Masalah kabut asap di Kota Palembang dan beberapa daerah Sumsel lainnya bukan berarti petugas tidak bekerja maksimal.‚Äč Kondisi tersebut dipengaruhi cuaca kemarau yang ekstrem sehingga muncul banyak titik panas (hotspot) dan menjadi karhutla
Palembang (ANTARA) - Pimpinan dan anggota Satgas Gabungan Penanggulangan Kebakaran Hutan dan Lahan (karhutla) Sumatera Selatan melakukan rapat bersama guna mengevaluasi kegiatan penanggulangan karhutla selama musim kemarau 2019.

Rapat evaluasi bersama yang berlangsung di kantor BPBD Sumsel, di  Palembang, Jumat, dihadiri Gubernur Sumsel Herman Deru, Kapolda Irjen Pol Firli Bahuri, Pangdam II Sriwijaya Mayjen TNI Irwan, Kepala BPBD Sumsel Iriansyah, Danrem 044/Gapo Kolonel (Arh) Sonny Septiono.

Gubernur Sumsel Herman Deru mengatakan kegiatan penanggulangan karhutla oleh satgas gabungan TNI/Polri, BPBD, Manggala Agni, Basarnas, dan Satpol PP sejak April yang dijadwalkan berlangsung hingga 31 Oktober dan diperpanjang sampai10 November 2019 secara umum berjalan dengan baik.

Masalah kabut asap yang terjadi dalam dua bulan terakhir di Kota Palembang dan beberapa daerah Sumsel lainnya, kata dia, bukan berarti petugas tidak bekerja maksimal.

"Kondisi tersebut dipengaruhi cuaca kemarau yang ekstrem sehingga mengakibatkan muncul banyak titik panas (hotspot) dan menjadi karhutla," katanya.

Untuk menghadapi musim kemarau pada tahun-tahun berikutnya, gubernur mengharapkan satgas gabungan bisa bekerja lebih baik dan mampu melakukan berbagai tindakan pencegahan karhutla.

Sementara Kapolda Sumsel Irjen Pol Firli pada kesempatan itu menyampaikan beberapa hal terkait penanggulangan karhutla dengan cara pendekatan kepada masyarakat agar meninggalkan kebiasaan membakar saat kemarau untuk membersihkan lahan dan melakukan penegakan hukum secara tegas.

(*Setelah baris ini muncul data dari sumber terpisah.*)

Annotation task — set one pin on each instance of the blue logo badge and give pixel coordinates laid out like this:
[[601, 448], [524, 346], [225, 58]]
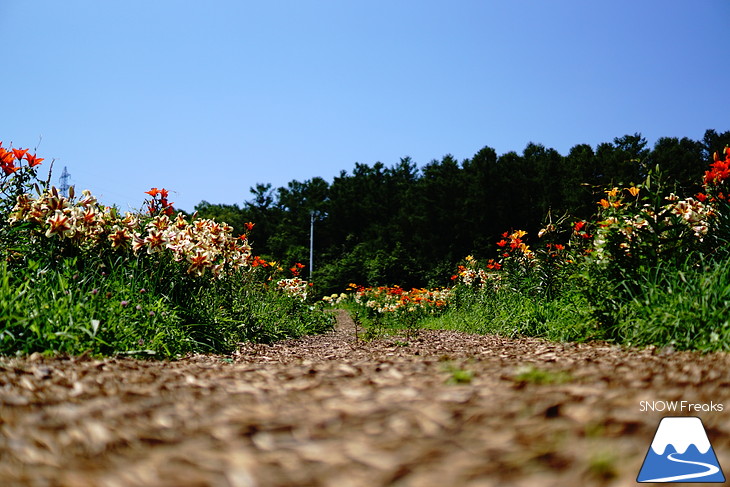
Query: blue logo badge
[[681, 452]]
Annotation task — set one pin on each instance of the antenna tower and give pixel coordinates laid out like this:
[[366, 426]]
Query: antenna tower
[[65, 176]]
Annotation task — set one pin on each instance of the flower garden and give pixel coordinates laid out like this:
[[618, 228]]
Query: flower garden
[[648, 270], [77, 276]]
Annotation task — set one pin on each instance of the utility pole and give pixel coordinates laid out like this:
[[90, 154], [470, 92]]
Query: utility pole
[[65, 176], [311, 243]]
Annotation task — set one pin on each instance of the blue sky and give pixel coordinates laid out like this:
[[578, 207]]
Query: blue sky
[[209, 98]]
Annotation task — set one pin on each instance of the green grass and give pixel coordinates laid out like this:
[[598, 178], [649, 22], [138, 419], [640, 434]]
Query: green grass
[[69, 309], [685, 307], [511, 313]]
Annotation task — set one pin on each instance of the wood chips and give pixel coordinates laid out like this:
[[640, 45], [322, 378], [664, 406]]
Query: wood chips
[[445, 409]]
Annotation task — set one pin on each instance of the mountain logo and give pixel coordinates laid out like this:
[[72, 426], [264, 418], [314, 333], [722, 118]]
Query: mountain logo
[[681, 452]]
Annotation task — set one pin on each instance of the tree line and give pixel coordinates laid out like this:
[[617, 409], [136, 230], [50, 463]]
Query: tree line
[[401, 224]]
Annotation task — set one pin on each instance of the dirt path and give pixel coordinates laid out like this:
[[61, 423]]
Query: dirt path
[[446, 409]]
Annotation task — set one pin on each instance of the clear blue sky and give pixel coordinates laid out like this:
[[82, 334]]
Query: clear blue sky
[[209, 98]]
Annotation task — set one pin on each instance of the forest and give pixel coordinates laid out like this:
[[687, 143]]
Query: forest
[[409, 225]]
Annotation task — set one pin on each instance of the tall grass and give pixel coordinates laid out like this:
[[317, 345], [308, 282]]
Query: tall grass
[[685, 307], [511, 313]]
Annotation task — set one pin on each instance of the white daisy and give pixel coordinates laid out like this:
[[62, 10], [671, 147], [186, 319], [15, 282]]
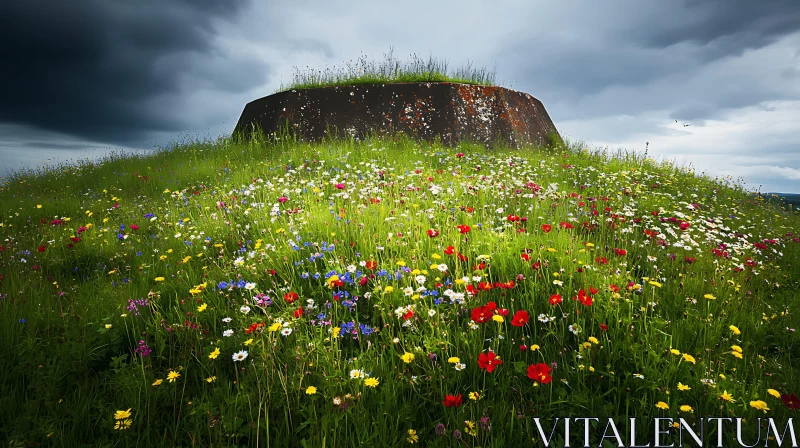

Satgas darat, satgas udara, satgas penegakan hukum, pendidikan masyarakat (dikmas) dan satgas pencegahan sudah melaksanakan tugas dengan baik, hal-hal yang dinilai sebagai kekurangan akan menjadi catatan untuk perbaikan pelaksanaan tugas ke depannya.

"Kita tidak bisa mengandalkan hanya dengan kemampuan TNI/Polri dan anggota lain yang tergabung dalam satgas karhutla, namun kita harus menghadirkan peran tokoh masyarakat, tokoh agama, dan lurah atau kades harus hadir di tengah-tengah masyarakat di daerah rawan karhutla," katanya.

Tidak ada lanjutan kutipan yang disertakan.